Big, quiet, heavy flakes that smothered the earth. Despair began to settle in, becoming partners with the throbbing pain. He was going to die here. Born and died in the same place. It was kind of funny. Or ironic.
He wondered when his body would be found and by whom. Would it be spring? Or would an animal find him and have
him
for a last meal? He unwrapped the Jolly Rancher and popped it in his mouth. Grape. He grimaced. It tasted like cough medicine.
Chances were good no one would know what became of him. His therapist had encouraged him to return to Alaska, to make peace with his father, and his past. What a laugh.
His editor might be the one to make some noise but not until his deadline was closer on his next graphic novel. He didn’t have any close friends. For family, his uncle Roland was hiding from the law, and his cousin Lana was back in college. She’d miss him, but she’d get over it soon. The only thing they had in common besides their summer commercial fishing operation was that both their fathers were assholes.
The only people who’d really wonder what became of him would be the IRS. What did that say about his life?
He heard a howl. Then another. And another.
Wolves.
God, he prayed they waited until he was dead to feast on his carcass. He laughed, the sound bitter. He’d been born under the sign of the wolf. Conceived under the Northern Lights and born in a blizzard. His Athabascan mother, before the booze had drowned all the love and warmth from her, had strung him tales about the power of the wolf he was supposed to possess.
Guess that had been a load of shit too.
He heard the wolves grow closer. He knew what they’d do. They’d circle him. Enclose him in a death ring. That is, if they were brave enough to venture onto Earl Harte’s property. But with a warm meal staked out for them like a buffet, they’d come. They’d surround him, enclosing the circle closer and closer. Yellow beady eyes shining with greed and hunger, gleaming, sharp teeth dripping with saliva, until one of them—the alpha male—would lunge for his throat. At least when that happened, he’d die quickly. He wouldn’t feel them tear into his stomach and feast on his organs, shred the meat off his bones. At least, he hoped.

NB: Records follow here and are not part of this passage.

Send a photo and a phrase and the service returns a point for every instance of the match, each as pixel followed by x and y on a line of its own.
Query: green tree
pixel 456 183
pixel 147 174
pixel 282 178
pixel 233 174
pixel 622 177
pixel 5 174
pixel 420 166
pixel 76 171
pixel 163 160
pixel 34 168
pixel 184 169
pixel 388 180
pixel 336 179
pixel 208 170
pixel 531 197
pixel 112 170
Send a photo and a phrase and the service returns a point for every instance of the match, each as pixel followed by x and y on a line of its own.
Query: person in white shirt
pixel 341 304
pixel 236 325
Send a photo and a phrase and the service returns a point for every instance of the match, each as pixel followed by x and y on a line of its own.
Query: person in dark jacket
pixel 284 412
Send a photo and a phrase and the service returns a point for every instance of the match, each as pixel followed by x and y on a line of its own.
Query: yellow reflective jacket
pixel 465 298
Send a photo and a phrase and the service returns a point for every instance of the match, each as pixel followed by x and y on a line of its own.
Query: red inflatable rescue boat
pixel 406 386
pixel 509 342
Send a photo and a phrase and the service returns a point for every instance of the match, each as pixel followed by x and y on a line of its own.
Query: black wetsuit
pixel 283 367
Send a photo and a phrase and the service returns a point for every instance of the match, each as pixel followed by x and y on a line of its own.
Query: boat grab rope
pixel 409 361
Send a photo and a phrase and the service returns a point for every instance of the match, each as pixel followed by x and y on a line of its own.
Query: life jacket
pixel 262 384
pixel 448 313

They were closer now. He could hear them breathe.
“Hey, Mr. Harte, nice wheels. Fishing must’ve been good. About time you got…home.” A young, gangly teenage boy, dressed in a fur-rimmed parka and mukluks, skidded to a stop when he saw Aidan. “You’re not Mr. Harte.”
Aidan had never been so glad to see anyone in his life. “I need help. And we better hurry. I hear wolves.”
“Wolves?” The boy scowled in confusion and then smiled. “Those aren’t wolves. They’re my sled dogs.” He ventured closer and saw the trap. “Don’t know much about Mr. Harte, do you?”
“More than I wish I did.” Aidan gestured to the trap. “Help me out here?”
“I can try.” He knelt down in front of Aidan and looked him in the eyes. “You’re stuck pretty good. Must hurt bad.”